In return, Simmonds gets peace of mind, more time to rehab the broken wrist he suffered in February, plus two cracks at some unfinished business while surrounded with a talented core.

That pitch was enough to assuage any temptation Simmonds may have had to peek behind free agency’s curtain on July 28.

Talks between Dubas and Simmonds’ camp began shortly after elimination, when the player openly wondered if the Leafs would even want to give him another shot.

“I thought I could’ve done more to help the guys get further,” Simmonds said. “Just the way I am, the person I am, I think negatively first. So, I didn't really know if the Leafs would want me back or whatever, because we didn't get to our goal.”

The Toronto dressing room, Simmonds said, has been the most comfortable spot he’s been since his eight-year run and 30-goal star turns in Philly.

And the extra year of commitment from Dubas means Simmonds needn’t fret about packing a suitcase at the trade deadline, the way he did in 2019 (from Philadelphia to Nashville) and 2020 (from New Jersey to Buffalo).

Knock wood, it also means repping Scarborough in front of a full Scotiabank Arena, as the pandemic loosens its grip on Ontario.

“It’ll be unbelievable. I got a small taste of what it is to be a Toronto Maple Leaf, not the full thing,” said Simmonds, conducting a Zoom conference as he piloted his car home from the gym.

“I got a two-year-old daughter. I wouldn't love anything more for than to see her sitting in the stands with her SIMMONDS jersey on. And seeing my wife and my family and my friends being able to take in games on a weekly basis.”

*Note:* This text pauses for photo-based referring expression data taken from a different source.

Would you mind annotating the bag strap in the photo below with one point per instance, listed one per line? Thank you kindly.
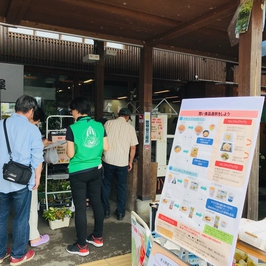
(7, 141)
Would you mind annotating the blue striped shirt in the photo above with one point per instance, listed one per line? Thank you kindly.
(26, 146)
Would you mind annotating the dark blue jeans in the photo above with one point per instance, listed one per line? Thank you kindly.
(20, 201)
(120, 175)
(83, 185)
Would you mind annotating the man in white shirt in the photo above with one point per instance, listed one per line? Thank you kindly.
(118, 160)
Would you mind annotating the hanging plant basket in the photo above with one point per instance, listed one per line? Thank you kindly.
(59, 223)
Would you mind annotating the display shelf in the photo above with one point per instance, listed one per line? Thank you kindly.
(52, 172)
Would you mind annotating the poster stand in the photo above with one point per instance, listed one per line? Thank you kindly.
(207, 176)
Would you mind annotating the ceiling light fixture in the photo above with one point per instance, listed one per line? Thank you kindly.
(171, 97)
(88, 81)
(158, 92)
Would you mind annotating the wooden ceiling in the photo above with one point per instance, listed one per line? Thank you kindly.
(190, 26)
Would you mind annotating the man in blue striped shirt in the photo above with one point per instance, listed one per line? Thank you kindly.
(27, 148)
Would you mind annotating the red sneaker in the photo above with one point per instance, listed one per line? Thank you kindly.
(27, 257)
(6, 255)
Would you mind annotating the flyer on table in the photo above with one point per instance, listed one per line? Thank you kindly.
(207, 175)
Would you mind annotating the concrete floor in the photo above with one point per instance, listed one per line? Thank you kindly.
(116, 234)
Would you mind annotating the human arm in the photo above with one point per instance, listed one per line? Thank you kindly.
(105, 144)
(132, 153)
(38, 172)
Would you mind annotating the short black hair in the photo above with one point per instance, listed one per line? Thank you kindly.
(25, 103)
(81, 104)
(39, 115)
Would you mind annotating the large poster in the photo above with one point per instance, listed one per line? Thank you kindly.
(207, 176)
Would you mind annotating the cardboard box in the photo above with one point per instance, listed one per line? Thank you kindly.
(253, 233)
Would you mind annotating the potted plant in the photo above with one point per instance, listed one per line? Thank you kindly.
(58, 217)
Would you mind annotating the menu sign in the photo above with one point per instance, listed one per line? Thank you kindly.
(207, 176)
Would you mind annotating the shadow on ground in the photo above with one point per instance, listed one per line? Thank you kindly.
(117, 241)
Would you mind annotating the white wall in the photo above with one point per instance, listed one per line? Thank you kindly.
(13, 75)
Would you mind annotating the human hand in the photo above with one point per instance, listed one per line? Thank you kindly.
(46, 142)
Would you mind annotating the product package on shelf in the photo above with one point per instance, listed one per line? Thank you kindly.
(60, 137)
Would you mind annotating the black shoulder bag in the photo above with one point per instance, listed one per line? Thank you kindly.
(13, 171)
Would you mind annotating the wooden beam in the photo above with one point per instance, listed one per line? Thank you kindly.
(194, 24)
(99, 80)
(250, 85)
(16, 11)
(145, 102)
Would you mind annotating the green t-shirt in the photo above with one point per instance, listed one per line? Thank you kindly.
(88, 143)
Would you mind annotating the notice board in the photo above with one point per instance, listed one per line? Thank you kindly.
(207, 176)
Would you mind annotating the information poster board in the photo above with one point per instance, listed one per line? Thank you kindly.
(157, 128)
(207, 176)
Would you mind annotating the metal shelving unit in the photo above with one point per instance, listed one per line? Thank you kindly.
(59, 130)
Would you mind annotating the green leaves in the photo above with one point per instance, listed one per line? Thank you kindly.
(53, 214)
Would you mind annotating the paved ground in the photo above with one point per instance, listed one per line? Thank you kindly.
(117, 241)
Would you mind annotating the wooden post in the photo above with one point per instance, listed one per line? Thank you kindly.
(99, 80)
(250, 85)
(145, 102)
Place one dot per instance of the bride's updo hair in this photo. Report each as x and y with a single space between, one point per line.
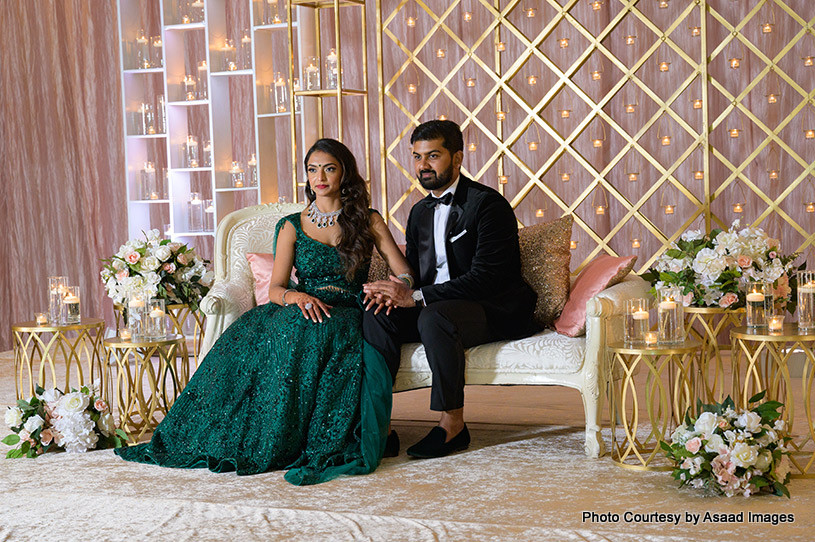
356 238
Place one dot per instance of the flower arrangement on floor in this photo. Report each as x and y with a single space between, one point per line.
158 267
732 452
76 422
709 269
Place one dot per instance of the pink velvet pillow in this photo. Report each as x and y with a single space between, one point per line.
261 265
604 271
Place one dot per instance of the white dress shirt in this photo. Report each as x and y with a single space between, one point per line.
440 217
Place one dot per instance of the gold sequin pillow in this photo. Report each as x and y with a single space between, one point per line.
545 258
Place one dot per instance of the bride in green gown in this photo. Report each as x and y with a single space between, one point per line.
291 384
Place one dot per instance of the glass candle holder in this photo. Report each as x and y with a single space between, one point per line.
670 317
245 51
311 73
190 152
236 175
208 153
195 212
806 301
161 115
229 57
56 291
136 304
637 321
148 188
70 305
156 52
209 215
759 297
331 69
155 319
281 98
145 119
775 323
142 48
252 170
203 82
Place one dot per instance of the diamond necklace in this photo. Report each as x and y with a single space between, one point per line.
323 220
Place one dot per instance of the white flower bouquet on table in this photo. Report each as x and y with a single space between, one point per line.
76 422
732 452
158 267
711 268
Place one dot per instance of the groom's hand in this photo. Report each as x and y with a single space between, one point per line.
388 294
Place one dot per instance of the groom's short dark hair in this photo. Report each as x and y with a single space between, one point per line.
446 130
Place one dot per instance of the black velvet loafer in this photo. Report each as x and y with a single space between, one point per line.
433 444
391 445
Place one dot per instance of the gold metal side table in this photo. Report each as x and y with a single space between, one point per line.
133 363
760 362
41 350
667 393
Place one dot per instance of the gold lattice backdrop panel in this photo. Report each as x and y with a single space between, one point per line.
641 118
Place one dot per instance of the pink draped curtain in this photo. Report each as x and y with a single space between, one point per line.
62 200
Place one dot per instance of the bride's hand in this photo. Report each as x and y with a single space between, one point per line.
311 307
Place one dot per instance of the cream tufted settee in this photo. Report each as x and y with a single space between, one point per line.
546 358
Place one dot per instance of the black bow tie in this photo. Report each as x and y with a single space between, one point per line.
431 201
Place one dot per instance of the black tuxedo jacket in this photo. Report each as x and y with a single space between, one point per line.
483 257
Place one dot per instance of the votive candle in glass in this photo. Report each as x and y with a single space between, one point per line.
670 316
806 301
637 320
759 297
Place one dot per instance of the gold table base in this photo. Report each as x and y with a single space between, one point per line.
665 404
760 361
133 362
76 348
706 324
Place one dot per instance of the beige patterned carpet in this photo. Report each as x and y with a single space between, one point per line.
522 481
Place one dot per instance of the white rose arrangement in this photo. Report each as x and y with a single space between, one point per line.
76 422
158 267
732 452
711 269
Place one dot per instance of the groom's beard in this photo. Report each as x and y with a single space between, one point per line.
435 181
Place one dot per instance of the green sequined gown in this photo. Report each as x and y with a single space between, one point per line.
278 391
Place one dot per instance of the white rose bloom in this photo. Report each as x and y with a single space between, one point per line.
50 395
705 423
764 460
33 423
150 263
72 403
750 421
744 455
163 252
714 443
14 416
105 424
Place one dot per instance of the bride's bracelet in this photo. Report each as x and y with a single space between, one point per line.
407 279
283 297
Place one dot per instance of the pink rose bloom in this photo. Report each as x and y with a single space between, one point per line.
46 436
693 445
728 299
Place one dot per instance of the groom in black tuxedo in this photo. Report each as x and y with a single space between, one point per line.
462 241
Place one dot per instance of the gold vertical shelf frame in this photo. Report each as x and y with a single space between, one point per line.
696 13
321 94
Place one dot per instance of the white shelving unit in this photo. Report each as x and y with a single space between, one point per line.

Simmonds himself has not been taking in games of late. He caught a bit of Game 1 between the Montreal Canadiens and Tampa Bay Lightning, but made a point to take some time away from the rink after the Habs ousted the Leafs in Game 7.

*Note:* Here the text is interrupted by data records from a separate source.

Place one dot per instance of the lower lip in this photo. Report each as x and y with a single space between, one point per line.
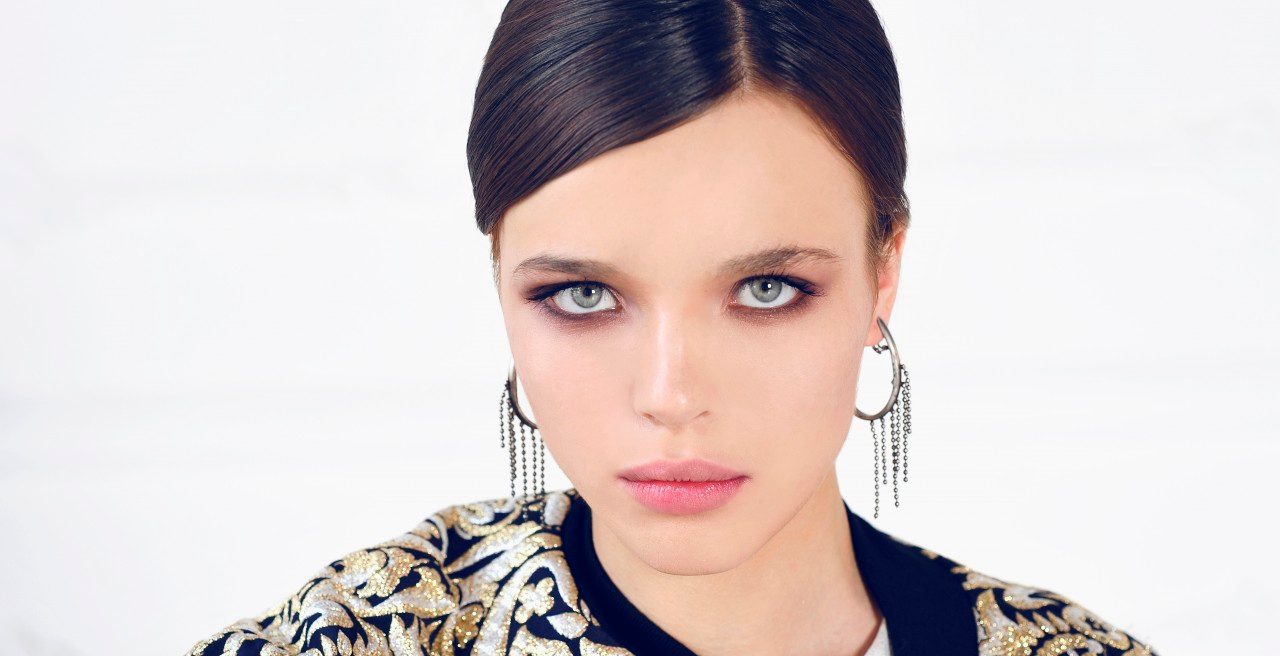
684 497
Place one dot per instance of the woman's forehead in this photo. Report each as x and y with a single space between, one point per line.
748 173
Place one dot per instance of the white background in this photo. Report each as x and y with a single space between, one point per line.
246 318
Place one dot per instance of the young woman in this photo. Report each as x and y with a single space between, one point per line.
696 219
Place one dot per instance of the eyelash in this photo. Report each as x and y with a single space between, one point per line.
540 296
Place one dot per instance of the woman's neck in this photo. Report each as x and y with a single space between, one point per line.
799 593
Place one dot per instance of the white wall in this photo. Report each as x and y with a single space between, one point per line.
246 322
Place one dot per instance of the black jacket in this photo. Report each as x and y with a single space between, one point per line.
481 578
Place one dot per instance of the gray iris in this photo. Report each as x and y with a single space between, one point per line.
585 295
766 288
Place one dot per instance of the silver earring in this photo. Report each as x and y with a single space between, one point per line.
899 410
512 419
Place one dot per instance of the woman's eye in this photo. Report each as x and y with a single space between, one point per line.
584 299
766 292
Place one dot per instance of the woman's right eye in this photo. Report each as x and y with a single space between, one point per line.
584 299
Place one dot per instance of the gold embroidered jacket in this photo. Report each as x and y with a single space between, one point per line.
504 578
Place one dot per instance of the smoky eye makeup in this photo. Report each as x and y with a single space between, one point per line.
544 297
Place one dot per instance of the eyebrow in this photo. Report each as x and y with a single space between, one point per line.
766 259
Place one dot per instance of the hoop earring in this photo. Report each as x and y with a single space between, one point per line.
512 419
899 410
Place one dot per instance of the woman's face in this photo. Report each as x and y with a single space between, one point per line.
673 342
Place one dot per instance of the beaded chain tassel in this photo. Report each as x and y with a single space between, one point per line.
533 452
888 451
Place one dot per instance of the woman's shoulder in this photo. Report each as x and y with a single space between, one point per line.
1013 618
401 595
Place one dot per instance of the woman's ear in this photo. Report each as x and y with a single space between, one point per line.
886 286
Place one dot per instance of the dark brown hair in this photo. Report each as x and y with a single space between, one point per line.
565 81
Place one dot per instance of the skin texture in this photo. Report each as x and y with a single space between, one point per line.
681 360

“To be honest, I haven’t even watched hockey since we lost. That loss to Montreal stung a lot. I think that was one of the hardest losses of my life. And I think for me, reading about how we failed and what we should have did differently, everyone saying what they wanted to say about our players, I think it left a bitter taste in my mouth and a huge sting,” Simmonds said.

“I know we have a team good enough to go farther than the first round, and it was extremely important for me to show the guys on the team that I'm in this with them.

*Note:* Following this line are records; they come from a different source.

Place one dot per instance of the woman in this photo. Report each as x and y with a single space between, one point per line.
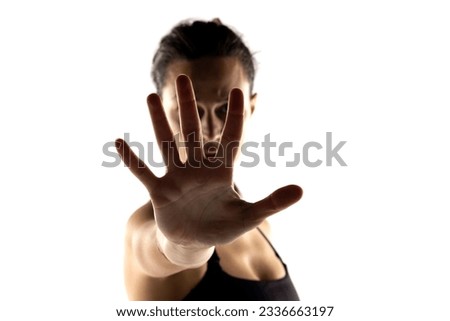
196 239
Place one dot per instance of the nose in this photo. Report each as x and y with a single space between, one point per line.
211 123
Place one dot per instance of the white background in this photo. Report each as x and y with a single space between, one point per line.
370 238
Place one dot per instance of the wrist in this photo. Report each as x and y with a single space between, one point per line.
183 255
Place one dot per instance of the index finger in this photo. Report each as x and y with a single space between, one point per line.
232 131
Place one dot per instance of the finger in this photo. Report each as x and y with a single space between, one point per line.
163 133
232 132
135 164
189 119
275 202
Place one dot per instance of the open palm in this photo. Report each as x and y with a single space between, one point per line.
195 202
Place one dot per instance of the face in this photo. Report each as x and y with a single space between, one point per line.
212 78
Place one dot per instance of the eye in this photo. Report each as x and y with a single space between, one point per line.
221 112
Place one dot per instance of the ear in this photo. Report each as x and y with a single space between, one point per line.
253 103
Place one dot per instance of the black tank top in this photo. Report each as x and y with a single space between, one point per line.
217 285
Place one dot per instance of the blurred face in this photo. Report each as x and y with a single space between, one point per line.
212 78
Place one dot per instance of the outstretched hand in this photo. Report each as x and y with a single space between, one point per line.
195 202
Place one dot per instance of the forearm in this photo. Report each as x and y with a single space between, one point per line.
159 257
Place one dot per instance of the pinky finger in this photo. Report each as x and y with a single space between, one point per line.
135 164
275 202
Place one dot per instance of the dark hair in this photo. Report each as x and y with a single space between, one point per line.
197 39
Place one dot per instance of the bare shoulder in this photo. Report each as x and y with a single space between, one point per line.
265 228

“I just wanted to be back on this team and prove all our naysayers wrong.”

At a price point that further shrinks the Maple Leafs’ middle class but escalates its class, Simmonds is returning with Spezza’s Put me anywhere, coach! mindset.

“I don't really care where they see me. I'm here for the boys. I'm here to win,” Simmonds asserted.

He’ll drop the gloves, as he did thrice in 2021's shortened season. He’ll drive the net and chip in second scoring (seven goals in 38 games isn’t bad for a bottom-sixer). He’ll work on his "explosiveness" over the summer to provide energy.

And, refreshingly, he’ll call out Toronto's collapse for what it was.

“We may have sat back a little bit too much. We didn't kill when we smelled the blood in the water,” said Simmonds, thinking back to how his Leafs tenure could’ve ended.

“I know every single man on this team has a bitter taste in their mouth, and they’re gonna come ready.”